Check valves are essential components of any fluid system that transfers liquids, gases, vapors, and more. These valves enable one-direction flow while preventing backflow.
Ball valves employ a spherical ball inside the flow path to prevent reverse flow. As they rotate during operation, self-cleaning occurs as the ball rotates.
A check valve allows liquids, gases, or steam to flow only in one direction – not backward. They’re commonly found in industrial and utility applications like wastewater lines, water treatment plants, and gas export facilities.

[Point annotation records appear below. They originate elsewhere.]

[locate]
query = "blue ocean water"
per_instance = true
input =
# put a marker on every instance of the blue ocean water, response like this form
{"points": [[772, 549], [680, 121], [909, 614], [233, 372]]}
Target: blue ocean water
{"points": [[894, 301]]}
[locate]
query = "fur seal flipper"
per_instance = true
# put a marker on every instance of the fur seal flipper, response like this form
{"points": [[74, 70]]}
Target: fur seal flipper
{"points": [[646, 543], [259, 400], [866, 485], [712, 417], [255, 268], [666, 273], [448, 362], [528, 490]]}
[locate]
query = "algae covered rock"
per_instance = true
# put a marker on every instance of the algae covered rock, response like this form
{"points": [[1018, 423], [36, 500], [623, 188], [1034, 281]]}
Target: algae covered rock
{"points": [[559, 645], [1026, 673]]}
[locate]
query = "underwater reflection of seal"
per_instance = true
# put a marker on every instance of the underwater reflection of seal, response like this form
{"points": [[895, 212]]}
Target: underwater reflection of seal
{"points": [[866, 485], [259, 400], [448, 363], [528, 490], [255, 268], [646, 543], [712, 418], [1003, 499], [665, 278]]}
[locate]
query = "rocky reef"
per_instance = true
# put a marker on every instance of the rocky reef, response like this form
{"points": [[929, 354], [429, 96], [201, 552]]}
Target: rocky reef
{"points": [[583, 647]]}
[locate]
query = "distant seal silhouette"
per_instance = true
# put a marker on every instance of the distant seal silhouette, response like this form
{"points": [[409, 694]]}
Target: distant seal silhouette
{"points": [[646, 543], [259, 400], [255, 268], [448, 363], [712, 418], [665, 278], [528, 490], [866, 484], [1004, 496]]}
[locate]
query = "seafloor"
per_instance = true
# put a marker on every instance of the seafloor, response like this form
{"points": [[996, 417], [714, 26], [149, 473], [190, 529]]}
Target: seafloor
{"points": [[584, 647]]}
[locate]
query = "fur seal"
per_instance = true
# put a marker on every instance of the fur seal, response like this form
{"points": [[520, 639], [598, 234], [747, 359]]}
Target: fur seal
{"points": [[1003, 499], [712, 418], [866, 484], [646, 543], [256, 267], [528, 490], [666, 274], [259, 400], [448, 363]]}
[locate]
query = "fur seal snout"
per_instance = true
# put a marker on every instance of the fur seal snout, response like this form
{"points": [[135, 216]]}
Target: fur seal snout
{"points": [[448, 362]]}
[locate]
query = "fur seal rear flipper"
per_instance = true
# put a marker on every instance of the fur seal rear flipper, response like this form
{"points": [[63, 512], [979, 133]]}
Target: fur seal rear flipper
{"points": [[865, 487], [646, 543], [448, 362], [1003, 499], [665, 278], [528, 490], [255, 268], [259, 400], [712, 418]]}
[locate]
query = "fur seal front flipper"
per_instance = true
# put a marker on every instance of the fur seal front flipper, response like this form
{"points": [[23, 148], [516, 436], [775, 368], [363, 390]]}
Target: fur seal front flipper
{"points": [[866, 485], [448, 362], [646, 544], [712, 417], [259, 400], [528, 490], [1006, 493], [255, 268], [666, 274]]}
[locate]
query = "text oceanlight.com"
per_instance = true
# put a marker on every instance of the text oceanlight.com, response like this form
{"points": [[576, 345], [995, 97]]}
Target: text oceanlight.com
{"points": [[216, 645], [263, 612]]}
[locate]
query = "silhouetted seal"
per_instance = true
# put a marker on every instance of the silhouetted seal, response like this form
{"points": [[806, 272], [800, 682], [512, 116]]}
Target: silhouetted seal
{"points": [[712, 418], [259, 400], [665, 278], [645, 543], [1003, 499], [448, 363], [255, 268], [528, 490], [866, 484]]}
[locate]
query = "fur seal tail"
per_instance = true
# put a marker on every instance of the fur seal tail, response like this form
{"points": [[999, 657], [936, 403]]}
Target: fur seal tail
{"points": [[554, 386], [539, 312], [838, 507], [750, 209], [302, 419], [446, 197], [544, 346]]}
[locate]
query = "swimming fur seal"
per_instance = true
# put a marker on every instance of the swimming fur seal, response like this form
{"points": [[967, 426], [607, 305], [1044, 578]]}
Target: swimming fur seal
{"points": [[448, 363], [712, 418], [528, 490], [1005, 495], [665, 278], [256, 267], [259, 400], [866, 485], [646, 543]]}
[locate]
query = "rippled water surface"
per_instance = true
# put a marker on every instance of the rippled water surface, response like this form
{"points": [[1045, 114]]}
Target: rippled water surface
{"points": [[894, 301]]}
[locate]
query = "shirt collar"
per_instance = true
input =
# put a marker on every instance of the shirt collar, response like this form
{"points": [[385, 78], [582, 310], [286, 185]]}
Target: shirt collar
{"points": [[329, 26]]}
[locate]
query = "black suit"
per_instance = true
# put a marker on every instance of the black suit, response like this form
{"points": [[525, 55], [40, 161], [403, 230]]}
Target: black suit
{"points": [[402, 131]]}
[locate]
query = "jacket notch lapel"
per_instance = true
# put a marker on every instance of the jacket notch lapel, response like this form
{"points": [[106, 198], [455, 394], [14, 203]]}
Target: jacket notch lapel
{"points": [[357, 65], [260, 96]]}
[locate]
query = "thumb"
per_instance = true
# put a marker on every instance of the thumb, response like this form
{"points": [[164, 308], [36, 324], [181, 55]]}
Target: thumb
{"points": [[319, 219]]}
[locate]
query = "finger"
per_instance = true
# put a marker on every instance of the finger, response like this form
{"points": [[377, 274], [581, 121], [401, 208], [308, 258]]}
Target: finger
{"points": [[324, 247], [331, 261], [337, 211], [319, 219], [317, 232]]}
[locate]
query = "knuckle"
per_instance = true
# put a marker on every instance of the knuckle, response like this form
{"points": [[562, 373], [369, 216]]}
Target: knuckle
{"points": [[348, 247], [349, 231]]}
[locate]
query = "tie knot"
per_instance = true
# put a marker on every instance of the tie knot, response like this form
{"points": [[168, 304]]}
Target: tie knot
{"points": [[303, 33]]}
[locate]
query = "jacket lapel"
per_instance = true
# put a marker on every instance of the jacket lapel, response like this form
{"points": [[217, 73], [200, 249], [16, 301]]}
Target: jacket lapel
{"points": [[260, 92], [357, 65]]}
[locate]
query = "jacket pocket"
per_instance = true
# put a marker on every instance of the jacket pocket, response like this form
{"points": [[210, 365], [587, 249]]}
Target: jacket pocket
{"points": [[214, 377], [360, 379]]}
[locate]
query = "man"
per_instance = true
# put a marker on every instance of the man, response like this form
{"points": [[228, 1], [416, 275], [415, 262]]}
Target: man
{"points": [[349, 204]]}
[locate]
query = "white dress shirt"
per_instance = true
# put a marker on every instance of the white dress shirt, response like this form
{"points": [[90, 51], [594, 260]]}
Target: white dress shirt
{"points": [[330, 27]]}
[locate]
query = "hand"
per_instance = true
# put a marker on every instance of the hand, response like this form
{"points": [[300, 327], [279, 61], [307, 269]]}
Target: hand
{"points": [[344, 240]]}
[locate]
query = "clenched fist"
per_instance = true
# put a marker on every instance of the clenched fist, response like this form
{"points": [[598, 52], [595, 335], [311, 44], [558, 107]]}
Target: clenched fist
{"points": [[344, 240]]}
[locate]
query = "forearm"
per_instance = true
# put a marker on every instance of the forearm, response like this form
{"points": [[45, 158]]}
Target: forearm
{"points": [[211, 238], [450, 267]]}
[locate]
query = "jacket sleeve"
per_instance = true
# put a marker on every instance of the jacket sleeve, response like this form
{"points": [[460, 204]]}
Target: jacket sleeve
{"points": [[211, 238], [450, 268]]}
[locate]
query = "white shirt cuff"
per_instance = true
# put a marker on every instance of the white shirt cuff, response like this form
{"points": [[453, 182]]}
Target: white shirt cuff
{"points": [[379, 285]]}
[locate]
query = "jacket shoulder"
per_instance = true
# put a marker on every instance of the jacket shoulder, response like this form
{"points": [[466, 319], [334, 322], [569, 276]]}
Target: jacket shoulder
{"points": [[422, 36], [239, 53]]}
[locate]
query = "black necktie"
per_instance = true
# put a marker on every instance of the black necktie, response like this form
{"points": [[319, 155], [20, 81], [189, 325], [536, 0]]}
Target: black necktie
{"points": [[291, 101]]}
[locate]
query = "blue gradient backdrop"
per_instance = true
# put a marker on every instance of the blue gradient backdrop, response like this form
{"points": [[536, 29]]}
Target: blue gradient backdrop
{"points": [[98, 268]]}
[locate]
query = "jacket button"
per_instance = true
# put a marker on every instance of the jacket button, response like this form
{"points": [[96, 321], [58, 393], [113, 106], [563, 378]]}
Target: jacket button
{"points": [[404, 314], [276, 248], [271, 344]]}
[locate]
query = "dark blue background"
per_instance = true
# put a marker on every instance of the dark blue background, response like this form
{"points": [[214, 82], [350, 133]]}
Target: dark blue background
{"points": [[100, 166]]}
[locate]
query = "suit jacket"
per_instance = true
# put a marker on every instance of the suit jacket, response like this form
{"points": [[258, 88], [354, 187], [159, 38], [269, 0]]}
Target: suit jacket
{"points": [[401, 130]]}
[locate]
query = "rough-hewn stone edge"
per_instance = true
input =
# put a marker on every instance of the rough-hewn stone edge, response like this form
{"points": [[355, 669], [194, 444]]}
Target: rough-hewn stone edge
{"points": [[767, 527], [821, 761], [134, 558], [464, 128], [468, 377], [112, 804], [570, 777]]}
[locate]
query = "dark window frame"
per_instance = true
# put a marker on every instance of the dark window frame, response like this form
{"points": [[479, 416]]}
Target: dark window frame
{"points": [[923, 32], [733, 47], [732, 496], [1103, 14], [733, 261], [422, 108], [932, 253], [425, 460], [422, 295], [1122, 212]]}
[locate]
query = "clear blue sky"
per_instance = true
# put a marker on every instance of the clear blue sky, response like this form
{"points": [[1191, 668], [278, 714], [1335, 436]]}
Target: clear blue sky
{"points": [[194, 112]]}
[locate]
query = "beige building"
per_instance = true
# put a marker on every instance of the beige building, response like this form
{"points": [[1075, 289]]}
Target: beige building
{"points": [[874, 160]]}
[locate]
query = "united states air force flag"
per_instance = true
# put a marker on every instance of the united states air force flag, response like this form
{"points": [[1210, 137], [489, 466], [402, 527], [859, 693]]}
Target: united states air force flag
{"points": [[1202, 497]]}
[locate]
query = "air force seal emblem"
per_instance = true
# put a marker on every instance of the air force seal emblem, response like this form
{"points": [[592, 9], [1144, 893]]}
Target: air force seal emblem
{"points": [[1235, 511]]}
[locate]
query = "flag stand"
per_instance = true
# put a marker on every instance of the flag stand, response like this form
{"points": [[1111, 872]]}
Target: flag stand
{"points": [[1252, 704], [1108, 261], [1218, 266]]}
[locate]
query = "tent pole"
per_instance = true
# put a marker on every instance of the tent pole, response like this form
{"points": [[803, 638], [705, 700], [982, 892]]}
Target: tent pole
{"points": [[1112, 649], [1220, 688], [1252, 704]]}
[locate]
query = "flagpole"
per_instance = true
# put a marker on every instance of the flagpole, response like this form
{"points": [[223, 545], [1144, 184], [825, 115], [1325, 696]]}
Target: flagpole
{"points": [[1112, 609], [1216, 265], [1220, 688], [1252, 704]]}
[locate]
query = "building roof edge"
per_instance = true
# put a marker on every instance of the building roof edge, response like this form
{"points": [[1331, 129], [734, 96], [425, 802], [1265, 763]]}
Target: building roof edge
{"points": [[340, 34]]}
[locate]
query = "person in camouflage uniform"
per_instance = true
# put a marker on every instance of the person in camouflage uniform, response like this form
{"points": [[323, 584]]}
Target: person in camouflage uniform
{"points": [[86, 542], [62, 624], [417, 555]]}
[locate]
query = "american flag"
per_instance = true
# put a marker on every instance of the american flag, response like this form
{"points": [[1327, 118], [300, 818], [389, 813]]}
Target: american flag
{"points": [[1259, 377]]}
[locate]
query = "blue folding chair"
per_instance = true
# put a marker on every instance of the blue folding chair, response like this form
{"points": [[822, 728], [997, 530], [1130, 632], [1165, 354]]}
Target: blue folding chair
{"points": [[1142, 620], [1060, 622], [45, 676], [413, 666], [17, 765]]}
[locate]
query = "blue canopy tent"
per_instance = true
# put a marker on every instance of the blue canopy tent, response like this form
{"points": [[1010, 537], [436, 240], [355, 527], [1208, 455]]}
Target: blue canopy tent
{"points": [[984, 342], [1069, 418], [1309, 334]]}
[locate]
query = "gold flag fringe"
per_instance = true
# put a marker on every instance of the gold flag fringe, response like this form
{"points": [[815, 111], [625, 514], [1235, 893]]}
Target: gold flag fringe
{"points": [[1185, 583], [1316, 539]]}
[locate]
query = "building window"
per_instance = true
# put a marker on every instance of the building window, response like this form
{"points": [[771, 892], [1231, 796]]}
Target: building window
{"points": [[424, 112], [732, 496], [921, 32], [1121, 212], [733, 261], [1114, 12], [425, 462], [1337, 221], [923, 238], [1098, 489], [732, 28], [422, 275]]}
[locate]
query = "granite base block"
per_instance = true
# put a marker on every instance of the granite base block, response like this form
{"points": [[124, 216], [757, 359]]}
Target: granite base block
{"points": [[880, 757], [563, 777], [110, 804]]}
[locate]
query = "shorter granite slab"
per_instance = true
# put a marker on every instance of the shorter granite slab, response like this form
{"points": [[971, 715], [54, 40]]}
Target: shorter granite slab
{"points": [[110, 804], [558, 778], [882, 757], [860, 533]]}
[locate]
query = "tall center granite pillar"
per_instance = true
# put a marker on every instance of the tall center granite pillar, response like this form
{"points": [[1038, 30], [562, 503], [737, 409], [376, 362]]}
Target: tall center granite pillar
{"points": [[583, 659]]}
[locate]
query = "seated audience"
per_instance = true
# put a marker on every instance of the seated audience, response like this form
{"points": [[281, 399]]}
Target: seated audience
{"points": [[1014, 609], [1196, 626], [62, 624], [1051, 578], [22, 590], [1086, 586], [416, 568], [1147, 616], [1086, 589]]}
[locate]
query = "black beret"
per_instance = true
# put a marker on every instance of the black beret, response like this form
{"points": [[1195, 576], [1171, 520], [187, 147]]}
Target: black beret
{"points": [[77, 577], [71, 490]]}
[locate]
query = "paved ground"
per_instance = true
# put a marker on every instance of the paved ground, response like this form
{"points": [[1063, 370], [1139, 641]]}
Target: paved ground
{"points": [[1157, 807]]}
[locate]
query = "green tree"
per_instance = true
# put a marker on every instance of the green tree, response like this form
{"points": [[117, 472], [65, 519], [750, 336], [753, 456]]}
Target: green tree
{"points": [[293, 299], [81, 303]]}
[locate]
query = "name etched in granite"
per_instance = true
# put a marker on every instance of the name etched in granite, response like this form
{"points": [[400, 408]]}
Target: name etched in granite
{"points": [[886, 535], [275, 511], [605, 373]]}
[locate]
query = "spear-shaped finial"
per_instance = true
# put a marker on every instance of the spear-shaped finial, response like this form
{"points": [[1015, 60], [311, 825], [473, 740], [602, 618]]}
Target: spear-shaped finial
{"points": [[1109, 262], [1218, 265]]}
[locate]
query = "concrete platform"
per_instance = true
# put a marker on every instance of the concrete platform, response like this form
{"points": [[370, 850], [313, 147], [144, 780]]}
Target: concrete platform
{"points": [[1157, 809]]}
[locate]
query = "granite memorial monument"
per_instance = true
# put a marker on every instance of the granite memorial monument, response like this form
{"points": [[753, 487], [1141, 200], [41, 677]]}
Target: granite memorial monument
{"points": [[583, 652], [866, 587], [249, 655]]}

The valve can be designed as a ball, disc, piston, or poppet. It comes in single-door or double-door models with an inlet and outlet port for convenience.
Check valves differ from other kinds of valves in that they operate based on differential pressure rather than just a trickle of flow. This means a specific minimum inlet pressure is necessary to open the valve (known as the cracking pressure). When this pressure drops below this minimum or backflow attempts to take place (backflow), then the valve will close automatically.
A ball valve is an electrical device that controls the flow of liquids and gases through pipes by turning a ball with a hole through it. When turned 90 degrees, this hole lines up with the flow direction, allowing media to pass through it freely; if turned in the opposite direction, however, media cannot pass through the valve.
Ball valves come in three basic designs: one-piece, two-piece, and three-piece. Each design has been optimized for specific purposes.
Ball valves can be controlled manually or automatically by using either electrical or pneumatic actuators. They also have the capacity to turn off automatically in case of a power outage or for failsafe purposes.
Both check valves and ball valves are on-off flow control valves that allow gas, liquid, and solids to pass through their system. Both types of valves are airtight and capable of withstanding a variety of temperatures and pressures.
Check valves are usually specified for cracking pressure or the minimum upstream pressure at which they will operate. This is an essential concept in check valve design as it guarantees that the valve will perform at its optimum capabilities.
The obturator of a check valve is either a ball that lifts under cracking pressure or an aluminum flapper which opens and closes by gravity. These can be made from various materials, such as steel, copper, aluminum, or polymer, depending on the application.
Ball valves are commonly used in a variety of applications, such as firefighting equipment and sewage systems, due to their cost-effective design and large flow capacity.
However, this design is more vulnerable to water hammer and requires more room for the flapper to swing open and close. They’re less versatile than ball check valves as they cannot support downward vertical flow, and customization can be tricky, which is why they are often combined with other valves, such as plug valves or butterfly valves, to meet specific application needs.
Xintai Valve is one of the world’s leading manufacturers of industrial valve products. Their product portfolio comprises six categories and thousands of varieties, such as control valves, cryogenic valves, globe valves, ball valves, check valves, butterfly valve power station valves, oxygen valves, hydraulic control valves, and thread valve antibiotic valves.